7 things to know about visiting theme parks during the slow season
That sound of jubilation you hear coming from Central Florida can only be one thing – Orlando residents rejoicing the arrival of their favorite season all year. Yep, slow season is upon us!
The first two months of the year are some of the best times to enjoy Orlando’s theme parks with comparatively no crowds, but it’s not all a park-hopping paradise – there are some downsides to visiting during the slow season, and we’re going to spell them all out for you here.
(First, though, if you want some help determining when the slow season is, please visit the OI Crowd Calendar).
1. Shorter hours
With less people coming to the parks comes less revenue, which means, in turn, the need to cut back on labor and other operational costs – and the biggest way to accomplish this is to cut back the park hours. During slow season, both Universal Orlando Resort and SeaWorld Orlando reduce their hours, often closing as early as 6:00 pm. Walt Disney World Resort does, as well, though Epcot stays open until 9:00 pm nightly and Magic Kingdom usually closes even later than that. (It’s always a good idea to research park hours for when you’re visiting, which can again be done through our Crowd Calendar.)
On the bright side, shorter hours free up your evenings. You won’t need to run yourself ragged in order to “do it all,” and, in the evening, you can rest or enjoy a leisurely dinner – which is all but unheard of during the non-stop peak seasons.

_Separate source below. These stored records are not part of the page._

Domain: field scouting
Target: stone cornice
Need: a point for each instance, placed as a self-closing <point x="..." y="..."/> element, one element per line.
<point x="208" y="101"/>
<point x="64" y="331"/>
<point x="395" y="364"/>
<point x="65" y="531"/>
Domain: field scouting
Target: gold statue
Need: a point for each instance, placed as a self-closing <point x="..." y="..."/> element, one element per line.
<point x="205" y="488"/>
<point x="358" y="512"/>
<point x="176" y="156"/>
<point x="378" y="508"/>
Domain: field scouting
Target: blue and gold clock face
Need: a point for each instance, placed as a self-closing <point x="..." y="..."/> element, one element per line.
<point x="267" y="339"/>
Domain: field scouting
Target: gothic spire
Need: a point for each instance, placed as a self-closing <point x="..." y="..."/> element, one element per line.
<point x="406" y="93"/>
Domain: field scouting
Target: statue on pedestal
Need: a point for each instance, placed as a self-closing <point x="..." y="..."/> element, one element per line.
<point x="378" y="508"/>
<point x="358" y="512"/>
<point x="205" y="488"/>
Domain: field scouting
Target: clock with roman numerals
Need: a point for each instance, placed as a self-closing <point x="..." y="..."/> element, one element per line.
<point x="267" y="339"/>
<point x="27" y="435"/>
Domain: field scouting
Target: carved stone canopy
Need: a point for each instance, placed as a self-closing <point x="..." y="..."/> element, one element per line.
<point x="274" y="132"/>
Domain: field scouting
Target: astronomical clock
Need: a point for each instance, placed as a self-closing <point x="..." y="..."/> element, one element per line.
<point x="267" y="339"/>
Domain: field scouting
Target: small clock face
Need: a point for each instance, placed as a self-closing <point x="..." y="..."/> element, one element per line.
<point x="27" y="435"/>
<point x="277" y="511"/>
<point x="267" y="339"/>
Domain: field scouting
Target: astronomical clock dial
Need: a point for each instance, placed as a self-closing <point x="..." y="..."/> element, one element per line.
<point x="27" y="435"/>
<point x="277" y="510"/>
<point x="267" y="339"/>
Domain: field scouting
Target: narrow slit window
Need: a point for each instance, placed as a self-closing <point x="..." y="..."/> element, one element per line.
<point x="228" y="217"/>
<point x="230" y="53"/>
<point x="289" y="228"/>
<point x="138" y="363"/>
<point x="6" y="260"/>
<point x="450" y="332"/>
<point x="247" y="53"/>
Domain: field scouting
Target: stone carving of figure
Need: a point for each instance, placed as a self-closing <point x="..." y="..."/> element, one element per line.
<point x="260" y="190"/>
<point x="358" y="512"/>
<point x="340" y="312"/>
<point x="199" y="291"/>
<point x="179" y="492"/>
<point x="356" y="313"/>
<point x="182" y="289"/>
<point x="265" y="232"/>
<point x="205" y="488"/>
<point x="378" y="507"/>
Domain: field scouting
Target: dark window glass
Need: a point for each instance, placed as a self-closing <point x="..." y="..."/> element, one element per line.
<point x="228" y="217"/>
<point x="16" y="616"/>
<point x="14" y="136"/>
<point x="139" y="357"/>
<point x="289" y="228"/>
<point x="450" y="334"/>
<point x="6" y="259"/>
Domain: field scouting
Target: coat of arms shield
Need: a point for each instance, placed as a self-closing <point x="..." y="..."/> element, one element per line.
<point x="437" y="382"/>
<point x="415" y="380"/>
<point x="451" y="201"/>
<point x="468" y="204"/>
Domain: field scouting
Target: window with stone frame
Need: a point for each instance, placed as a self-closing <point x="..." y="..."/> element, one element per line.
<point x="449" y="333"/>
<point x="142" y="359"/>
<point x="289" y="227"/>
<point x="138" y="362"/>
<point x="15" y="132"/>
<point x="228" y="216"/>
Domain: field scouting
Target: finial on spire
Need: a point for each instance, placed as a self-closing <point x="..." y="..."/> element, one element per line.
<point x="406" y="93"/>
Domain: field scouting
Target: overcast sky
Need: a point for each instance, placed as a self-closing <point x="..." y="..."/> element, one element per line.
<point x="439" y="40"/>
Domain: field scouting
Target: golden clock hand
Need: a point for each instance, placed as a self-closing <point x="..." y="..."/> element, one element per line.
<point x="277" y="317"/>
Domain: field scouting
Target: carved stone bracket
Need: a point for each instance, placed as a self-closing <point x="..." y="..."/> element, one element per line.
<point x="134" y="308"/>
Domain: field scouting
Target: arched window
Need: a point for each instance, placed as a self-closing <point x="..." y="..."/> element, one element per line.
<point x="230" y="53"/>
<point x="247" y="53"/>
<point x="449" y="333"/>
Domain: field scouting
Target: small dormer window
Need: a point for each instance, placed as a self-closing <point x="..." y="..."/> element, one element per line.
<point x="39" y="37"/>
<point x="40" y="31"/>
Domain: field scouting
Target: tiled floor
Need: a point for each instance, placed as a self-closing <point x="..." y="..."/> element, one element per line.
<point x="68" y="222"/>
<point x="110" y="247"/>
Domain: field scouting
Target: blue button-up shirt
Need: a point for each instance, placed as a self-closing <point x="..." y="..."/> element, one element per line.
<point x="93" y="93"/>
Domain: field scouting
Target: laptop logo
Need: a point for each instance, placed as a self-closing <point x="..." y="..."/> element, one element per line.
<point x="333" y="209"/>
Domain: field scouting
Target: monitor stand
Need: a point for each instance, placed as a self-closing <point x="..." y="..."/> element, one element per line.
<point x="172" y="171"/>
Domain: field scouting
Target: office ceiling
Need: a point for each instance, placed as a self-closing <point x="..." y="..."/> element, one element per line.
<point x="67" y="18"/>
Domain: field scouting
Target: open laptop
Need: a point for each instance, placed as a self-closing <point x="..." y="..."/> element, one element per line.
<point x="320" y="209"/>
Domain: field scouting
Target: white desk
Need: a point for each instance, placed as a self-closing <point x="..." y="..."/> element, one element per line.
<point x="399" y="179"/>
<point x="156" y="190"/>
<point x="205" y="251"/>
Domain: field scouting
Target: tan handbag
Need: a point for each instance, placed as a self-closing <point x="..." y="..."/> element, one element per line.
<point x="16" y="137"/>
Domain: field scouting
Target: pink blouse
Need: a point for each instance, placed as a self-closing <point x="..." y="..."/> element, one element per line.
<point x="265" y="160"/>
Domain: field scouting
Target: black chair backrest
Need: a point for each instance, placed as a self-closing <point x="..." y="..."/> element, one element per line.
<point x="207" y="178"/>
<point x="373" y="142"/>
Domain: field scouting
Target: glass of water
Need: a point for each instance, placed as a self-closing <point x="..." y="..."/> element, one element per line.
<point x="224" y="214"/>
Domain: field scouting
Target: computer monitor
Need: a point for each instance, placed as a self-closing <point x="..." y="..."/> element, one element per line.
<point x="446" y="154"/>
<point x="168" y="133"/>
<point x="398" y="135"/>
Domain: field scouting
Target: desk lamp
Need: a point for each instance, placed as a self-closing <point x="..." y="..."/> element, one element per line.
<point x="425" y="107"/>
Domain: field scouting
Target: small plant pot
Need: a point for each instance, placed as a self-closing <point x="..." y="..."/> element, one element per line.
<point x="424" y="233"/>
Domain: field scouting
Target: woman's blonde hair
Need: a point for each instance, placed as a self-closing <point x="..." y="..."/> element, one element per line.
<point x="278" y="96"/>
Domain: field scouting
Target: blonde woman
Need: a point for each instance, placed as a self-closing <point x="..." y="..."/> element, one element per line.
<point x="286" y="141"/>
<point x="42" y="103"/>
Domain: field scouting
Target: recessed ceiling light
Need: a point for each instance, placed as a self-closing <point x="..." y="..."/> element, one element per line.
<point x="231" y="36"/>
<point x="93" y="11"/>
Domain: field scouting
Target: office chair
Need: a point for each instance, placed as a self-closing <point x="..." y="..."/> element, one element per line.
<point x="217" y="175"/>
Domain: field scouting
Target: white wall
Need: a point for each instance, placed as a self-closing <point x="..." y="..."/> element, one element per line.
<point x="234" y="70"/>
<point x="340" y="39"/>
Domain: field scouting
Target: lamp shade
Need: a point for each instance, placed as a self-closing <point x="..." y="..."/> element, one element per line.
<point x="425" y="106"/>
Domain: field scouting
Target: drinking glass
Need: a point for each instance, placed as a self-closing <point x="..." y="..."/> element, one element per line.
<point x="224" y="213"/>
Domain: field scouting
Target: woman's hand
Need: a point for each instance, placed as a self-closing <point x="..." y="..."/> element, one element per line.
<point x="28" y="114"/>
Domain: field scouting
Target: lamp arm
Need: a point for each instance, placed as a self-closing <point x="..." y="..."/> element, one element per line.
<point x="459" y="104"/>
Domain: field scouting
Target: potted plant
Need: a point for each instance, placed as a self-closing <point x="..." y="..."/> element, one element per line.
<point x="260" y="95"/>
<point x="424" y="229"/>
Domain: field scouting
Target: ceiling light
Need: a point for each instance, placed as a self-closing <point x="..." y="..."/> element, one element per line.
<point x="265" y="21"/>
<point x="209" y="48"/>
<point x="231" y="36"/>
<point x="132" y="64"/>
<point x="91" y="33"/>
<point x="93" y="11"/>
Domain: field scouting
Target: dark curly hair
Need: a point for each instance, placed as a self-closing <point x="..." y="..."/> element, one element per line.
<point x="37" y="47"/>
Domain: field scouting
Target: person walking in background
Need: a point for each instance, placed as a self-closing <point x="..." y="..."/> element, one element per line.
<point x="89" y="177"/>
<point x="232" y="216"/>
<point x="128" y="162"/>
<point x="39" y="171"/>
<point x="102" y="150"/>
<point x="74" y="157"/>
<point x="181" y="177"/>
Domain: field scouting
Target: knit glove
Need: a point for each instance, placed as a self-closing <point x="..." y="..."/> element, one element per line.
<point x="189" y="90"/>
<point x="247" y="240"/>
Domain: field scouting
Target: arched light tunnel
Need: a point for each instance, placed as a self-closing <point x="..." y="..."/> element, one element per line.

If you are near the International Drive area, you’ll find lots of fun ways to spend a night, including Pointe Orlando, Icon Orlando 360, and Mango’s. Better yet, dedicate one of your free evenings to exploring the “real” Orlando, such as Winter Park, Restaurant Row, or historic main streets like downtown Sanford, Winter Garden, or Deland. Speaking of “real” Orlando – you may want to check out an airboat tour while you’re visiting to catch a glimpse of Florida’s wildlife and beautiful scenery. One of my favorites is over in Oviedo at the Black Hammock, where you’ll experience Central Florida’s most populated alligator lake! This is always a must-do when I have friends who visit from out of town.
2. Less entertainment
Another swooping way for the parks to cut back on costs during the slow season is to reduce their entertainment offerings, which includes character meet-and-greet opportunities as well as stage show performances. If live entertainment or meet-‘n-greets are important to you, then you will definitely want to get to know the schedule ahead of time – you’ll want to carefully plan out these experiences so you can be sure that you’ll be able to see the shows you want and get your pictures with the characters you want to meet.
3. Ride refurbishments
When an impressive piece of machinery such as a complex theme-park ride runs continuously for hours on end, eventually that machine is going to need a break and some TLC. Even though refurbishments are a normal occurrence in the theming world, the park operators know that guests will be upset about any attraction being unavailable (even the ones that aren’t on the must-do list), which is why they get scheduled during the slow season (the theme parks save on operational labor and have less guests visiting then, which means fewer disappointed people).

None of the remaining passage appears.